CVE-2021-42385: 
NixOS vulnerability analysis and mitigation

CVE-2021-42385 is a use-after-free vulnerability discovered in BusyBox's awk applet that affects versions 1.16.0 through 1.33.1. The vulnerability was discovered by researchers from Claroty's Team82 and JFrog, and was publicly disclosed in November 2021. The issue occurs when processing a crafted awk pattern in the evaluate function (JFrog Blog).

The vulnerability has been assigned a CVSS v3.1 base score of 7.2 (High) with the following vector: CVSS:3.1/AV:N/AC:L/PR:H/UI:N/S:U/C:H/I:H/A:H. The issue can only be exploited if the attacker can supply an arbitrary pattern to awk (the pattern is the first positional argument this applet takes). The awk applet is built by the default BusyBox configuration and shipped with Ubuntu's default BusyBox binary (JFrog Blog).
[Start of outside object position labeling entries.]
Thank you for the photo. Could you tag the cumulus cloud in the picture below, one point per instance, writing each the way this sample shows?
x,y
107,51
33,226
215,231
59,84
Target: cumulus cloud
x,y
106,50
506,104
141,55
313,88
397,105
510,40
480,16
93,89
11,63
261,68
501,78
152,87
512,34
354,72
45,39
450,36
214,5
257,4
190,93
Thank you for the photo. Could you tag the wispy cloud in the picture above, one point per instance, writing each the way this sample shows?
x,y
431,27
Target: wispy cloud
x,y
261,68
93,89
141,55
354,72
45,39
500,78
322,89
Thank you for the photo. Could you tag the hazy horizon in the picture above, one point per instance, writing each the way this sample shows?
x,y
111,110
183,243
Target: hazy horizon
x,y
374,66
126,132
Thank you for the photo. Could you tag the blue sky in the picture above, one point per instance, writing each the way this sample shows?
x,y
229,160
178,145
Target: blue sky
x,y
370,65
Successful exploitation of this vulnerability could lead to denial of service (DoS) and possibly remote code execution when processing a crafted awk pattern. According to research, approximately 40% of examined embedded firmware images contained a BusyBox executable linked with affected applets, making this vulnerability widespread among Linux-based embedded firmware (Claroty Research).

The vulnerability has been fixed in BusyBox version 1.34.0. For systems unable to upgrade, a workaround is available by compiling BusyBox without the vulnerable awk functionality by commenting out CONFIG_AWK=y in the .config file after running make defconfig in BusyBox's source directory (JFrog Blog).